How to Make Better Decisions with Less Data
In companies, employees often struggle to find a solution to the problem suggested by other employees and their higher-ups. To find a solution to the given task in question, employees look through piles of surveys, reports, and statistics which ultimately leads them to a state called “analysis paralysis”. In this state, people start offering the same solutions as everyone else. Furthermore, these solutions are just solutions recycled from prior problems and are therefore not so useful. However, the issue, in most cases, isn’t a lack of data, but the vast amount of them because people fail to prioritize this large amount of data. This is very similar to the process of information cascade we learned in class. Information cascade describes how one’s decision making is influenced by others, and examples given in class like buying a new phone or choosing a restaurant are similar to the situation in this company where employees need to choose the best solution to report.
The author claims that there is a need to think more strategically about how people apply information to people’s decision making and recommended a procedure called data diet. The first step of data diet is to define a problem. People tend to fixate on familiar approaches rather than steeping back to understand the contours of the problem. So before the data hunt begins, one should allow people to see it from different angels like that of a consumer and a supplier to better their understanding and widening the narrow scopes. The second step is to integrate which requires putting the small pieces together. The third step is to explore. Here, individuals are assigned a distinct set of ideas. The purpose is to make people work on each idea independently in silence and collaborate later on. If people work together from the very beginning, then early decisions by first few participants heavily influence the later participants who ignore their own information as in the process of information cascade. And, we also learned in class that there is also a tendency for large crowds to jump to conclusions which leads to a failure of wisdom of crowds.
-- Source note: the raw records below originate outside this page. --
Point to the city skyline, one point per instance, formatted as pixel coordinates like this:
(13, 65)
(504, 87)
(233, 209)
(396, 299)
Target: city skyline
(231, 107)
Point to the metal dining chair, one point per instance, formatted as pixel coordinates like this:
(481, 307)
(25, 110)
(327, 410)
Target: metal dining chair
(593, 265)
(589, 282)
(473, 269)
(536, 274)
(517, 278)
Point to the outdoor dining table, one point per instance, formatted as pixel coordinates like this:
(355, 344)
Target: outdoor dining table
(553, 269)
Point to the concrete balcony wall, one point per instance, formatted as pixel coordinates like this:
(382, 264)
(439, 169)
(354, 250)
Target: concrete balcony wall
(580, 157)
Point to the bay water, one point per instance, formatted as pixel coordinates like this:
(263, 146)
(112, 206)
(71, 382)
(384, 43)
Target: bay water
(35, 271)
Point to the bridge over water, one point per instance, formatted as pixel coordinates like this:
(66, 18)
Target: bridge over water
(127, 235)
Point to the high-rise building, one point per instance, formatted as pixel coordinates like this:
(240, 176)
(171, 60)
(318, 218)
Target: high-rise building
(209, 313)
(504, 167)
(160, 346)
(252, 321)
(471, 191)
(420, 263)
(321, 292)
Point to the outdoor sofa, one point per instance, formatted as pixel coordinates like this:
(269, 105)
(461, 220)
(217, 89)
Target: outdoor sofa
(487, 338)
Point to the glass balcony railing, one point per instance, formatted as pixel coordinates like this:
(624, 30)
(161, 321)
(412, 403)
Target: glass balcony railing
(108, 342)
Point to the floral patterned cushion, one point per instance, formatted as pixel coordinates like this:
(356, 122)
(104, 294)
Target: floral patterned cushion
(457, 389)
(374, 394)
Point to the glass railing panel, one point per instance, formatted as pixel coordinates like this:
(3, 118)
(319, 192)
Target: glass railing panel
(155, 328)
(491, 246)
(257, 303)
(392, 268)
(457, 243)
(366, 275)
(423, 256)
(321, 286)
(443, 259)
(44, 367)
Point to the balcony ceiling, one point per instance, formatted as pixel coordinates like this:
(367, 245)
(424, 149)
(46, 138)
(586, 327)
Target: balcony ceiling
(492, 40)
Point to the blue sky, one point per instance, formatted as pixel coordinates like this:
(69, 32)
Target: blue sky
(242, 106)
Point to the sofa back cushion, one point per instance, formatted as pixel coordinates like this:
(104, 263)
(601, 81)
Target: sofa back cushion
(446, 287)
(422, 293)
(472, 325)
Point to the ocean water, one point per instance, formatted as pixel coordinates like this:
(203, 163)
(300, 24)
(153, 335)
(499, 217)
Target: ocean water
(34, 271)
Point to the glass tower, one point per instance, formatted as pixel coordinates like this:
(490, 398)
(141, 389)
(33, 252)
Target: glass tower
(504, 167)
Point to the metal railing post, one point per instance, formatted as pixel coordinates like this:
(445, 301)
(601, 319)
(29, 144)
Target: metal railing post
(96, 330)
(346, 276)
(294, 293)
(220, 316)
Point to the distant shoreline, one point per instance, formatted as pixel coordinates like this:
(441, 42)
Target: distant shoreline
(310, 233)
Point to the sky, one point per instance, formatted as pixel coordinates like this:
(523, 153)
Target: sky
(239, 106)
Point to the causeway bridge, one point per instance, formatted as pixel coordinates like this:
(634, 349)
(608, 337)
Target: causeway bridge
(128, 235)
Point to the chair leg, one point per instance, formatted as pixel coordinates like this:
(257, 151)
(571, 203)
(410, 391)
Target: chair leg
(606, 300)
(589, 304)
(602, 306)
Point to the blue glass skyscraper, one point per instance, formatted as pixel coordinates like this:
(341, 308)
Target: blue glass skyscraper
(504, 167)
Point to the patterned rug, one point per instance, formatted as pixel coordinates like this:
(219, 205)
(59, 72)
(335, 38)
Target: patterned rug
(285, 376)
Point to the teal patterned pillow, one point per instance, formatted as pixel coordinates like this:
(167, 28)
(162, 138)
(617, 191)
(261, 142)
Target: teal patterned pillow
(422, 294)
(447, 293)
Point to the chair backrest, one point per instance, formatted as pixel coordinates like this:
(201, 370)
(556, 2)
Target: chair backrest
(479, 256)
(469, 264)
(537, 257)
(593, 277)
So, it’s important that group collaboration comes after individuals are given sufficient time to think by themselves. The final step of data diet is to test. In order to test, people must first design critical tests and determine if their plans work under the designated tests while disconfirming data that don’t work at the same time.
At the end of this procedure of data diet, people are more likely to develop a better appetite for data. And, this is important because there is an overwhelming amount of information in today’s society and efficiently analyzing those data is going to become challenging as time goes on.